Abstract: Cell polarity is a hallmark of most cells and is the foundation for essential processes including asymmetric cell division and the formation of epithelia. To polarize, cells often rely on cellular scaffolds that restrict the localization of otherwise dynamic molecules. For example, it is known that many proteins polarize by binding to the plasma membrane/cell cortex in one half of the cell. Strikingly, relatively little is known about how asymmetries form in the cytoplasm. During the asymmetric division of the C. elegans zygote, conserved cortical polarity regulators (the PAR proteins) orchestrate a dramatic partitioning of RNA-binding proteins into opposing cytoplasmic domains. In my talk, I will present our unpublished findings that the endoplasmic reticulum is a scaffold underlying these cytoplasmic asymmetries. Additionally, I will describe the central role of PLK-1 kinase, a conserved regulator of mitotic progression, in connecting cortical polarity cues to the partitioning of the cytoplasm.

Suggested references:

Han B, Antkowiak KR, Fan X, Rutigliano M, Ryder SP, Griffin EE (2018)  Polo-like kinase couples cytoplasmic protein gradients in the C. elegans zygote. Current Biology. 28:60-69.

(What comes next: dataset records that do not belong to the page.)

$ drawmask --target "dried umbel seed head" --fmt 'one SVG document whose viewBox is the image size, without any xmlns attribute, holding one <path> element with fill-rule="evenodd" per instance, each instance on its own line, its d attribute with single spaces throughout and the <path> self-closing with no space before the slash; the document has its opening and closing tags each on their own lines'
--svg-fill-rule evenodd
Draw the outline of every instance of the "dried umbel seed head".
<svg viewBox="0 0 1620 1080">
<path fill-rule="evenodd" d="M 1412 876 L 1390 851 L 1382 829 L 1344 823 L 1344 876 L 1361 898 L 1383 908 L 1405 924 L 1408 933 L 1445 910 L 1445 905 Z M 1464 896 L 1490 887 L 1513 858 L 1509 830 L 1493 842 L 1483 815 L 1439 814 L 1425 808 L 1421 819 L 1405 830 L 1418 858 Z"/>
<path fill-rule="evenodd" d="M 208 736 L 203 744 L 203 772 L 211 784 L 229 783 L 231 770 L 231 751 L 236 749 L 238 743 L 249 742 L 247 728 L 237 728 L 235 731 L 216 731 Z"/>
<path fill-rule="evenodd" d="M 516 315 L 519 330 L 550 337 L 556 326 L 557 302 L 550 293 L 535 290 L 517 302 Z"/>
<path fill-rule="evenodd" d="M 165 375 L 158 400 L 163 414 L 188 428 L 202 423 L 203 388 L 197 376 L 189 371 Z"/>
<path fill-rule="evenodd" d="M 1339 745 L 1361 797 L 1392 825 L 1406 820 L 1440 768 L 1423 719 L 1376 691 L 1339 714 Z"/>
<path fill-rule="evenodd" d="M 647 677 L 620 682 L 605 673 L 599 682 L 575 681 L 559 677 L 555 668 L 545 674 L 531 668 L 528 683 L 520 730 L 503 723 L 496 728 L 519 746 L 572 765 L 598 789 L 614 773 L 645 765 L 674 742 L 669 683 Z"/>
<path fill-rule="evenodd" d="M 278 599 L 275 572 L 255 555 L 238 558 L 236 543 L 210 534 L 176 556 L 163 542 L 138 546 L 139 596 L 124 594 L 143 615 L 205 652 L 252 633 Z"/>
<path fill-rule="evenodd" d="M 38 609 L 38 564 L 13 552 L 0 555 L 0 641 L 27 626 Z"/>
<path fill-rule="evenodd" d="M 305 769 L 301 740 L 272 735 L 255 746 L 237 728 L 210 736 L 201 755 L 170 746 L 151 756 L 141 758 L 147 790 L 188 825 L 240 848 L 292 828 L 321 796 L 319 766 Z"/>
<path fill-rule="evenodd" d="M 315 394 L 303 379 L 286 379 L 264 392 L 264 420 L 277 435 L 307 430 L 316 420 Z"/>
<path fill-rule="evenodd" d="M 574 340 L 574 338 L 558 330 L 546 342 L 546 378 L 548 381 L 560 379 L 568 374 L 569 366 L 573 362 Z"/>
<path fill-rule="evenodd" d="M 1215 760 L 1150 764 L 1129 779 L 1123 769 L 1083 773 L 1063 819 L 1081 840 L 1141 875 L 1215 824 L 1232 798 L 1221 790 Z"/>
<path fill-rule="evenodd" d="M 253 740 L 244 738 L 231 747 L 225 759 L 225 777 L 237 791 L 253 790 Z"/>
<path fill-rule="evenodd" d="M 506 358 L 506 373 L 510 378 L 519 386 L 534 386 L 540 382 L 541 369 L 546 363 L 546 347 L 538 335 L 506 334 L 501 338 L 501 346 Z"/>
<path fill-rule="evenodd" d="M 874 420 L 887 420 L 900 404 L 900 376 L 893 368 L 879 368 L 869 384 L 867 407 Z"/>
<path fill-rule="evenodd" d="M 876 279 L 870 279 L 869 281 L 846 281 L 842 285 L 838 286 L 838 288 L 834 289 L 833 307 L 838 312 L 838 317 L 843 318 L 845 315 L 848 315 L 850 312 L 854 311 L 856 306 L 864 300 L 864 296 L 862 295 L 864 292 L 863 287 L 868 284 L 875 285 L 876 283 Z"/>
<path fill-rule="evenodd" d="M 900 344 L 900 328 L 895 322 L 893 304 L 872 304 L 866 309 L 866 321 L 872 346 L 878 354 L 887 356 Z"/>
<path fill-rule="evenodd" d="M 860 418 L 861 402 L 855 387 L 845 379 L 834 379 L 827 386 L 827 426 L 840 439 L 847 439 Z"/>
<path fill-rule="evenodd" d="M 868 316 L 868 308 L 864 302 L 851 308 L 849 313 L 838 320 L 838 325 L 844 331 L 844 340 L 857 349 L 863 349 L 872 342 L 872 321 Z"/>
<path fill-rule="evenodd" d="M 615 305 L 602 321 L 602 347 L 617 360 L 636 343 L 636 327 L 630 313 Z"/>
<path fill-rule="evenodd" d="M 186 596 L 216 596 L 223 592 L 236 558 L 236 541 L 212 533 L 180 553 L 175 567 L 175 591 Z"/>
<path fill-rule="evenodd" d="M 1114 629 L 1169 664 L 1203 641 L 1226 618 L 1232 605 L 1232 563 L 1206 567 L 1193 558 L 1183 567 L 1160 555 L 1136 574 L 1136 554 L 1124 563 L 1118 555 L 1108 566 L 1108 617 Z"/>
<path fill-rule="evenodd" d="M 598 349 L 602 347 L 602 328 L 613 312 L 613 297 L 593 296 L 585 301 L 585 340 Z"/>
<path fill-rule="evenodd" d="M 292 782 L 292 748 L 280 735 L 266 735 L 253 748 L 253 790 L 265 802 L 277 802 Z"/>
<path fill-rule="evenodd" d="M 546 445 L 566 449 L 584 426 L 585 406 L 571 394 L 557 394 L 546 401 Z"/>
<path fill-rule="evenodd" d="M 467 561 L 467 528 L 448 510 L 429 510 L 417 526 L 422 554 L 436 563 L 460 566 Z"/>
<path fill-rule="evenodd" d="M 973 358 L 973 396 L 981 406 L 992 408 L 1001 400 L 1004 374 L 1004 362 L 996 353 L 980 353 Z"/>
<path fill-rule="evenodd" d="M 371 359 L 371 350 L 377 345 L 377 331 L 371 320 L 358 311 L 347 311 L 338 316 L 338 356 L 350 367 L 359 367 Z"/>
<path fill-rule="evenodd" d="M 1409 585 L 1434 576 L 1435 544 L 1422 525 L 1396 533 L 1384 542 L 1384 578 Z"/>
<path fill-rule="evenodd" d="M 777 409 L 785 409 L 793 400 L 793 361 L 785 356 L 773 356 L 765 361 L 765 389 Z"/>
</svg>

Wu Y, Han B, Li Y, Munro E, Odde DJ, Griffin EE (2018)  Rapid diffusion-state switching underlies stable cytoplasmic gradients in the Caenorhabditis elegans zygote. PNAS. 115(36):E8440-E8449.

Join Zoom Meeting: https://ucl.zoom.us/j/99636303435?pwd=d2YzZkdJazBPcE5yQmlhMGIzNXRvUT09

Meeting ID: 996 3630 3435 / Passcode: 492650

About the Speaker

Erik Griffin

Associate Professor at Dartmouth College

We are interested in understanding how cell identities are established during embryogenesis. Our research group studies the early development of the  C. elegans embryo using a combination of quantitative live imaging and molecular genetic approaches.